Al Ciad si è aggiunto il Sudafrica, che il 6 novembre ha richiamato per consultazioni sia il capo missione sia il personale diplomatico di stanza a Tel Aviv, per una valutazione approfondita della situazione e per segnalare la propria inquietudine; il governo di Pretoria ha, ovviamente, espresso solidarietà ai palestinesi ed ha paragonato l’occupazione illegittima da parte di Israele alla propria esperienza di apartheid.

Finora il passo della rottura delle relazioni diplomatiche è stato compiuto soltanto dalla Bolivia, il 31 ottobre, primo Stato, tra l’altro, a reagire dopo l’attacco israeliano al campo profughi di Jabaliya e l’annuncio dell’assedio di Gaza, ritenuto dal presidente Luis Arce una punizione collettiva contraria al diritto internazionale umanitario e un crimine contro l’umanità.

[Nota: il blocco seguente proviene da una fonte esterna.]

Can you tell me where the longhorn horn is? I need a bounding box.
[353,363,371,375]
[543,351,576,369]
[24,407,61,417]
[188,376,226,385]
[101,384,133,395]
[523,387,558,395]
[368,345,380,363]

Le relazioni tra i due Paesi erano state ristabilite soltanto nel 2020 dopo la rottura decisa nel 2009 dal presidente Evo Morales come protesta proprio nei confronti delle azioni di Israele nella Striscia di Gaza. La reazione di Israele alla rottura è stata virulenta, con l’accusa a La Paz di essere non solo succube del terrorismo e del regime degli Ayatollah iraniani, ma anche contigua ad Hamas.

Occorre rilevare, per concludere, che a un mese dall’inizio del conflitto, i casi di alterazione delle relazioni diplomatiche di Israele si contano appena sulle dita delle mani. Niente di paragonabile con quanto accadde rispetto alla Federazione Russa sia, nel 2018, in occasione dell’avvelenamento dell’ex colonnello russo Sergej Skripal (espulsione di oltre 173 diplomatici russi, riduzione simmetrica del numero complessivo degli agenti diplomatici e consolari e chiusura di consolati) sia, nel 2022, a seguito dell’invasione russa dell’Ucraina (oltre 200 dichiarazioni di persona non grata). Tuttavia è significativo che a compiere questi passi contro Israele siano Stati di quel sud del mondo sempre più insofferente dell’egemonia occidentale.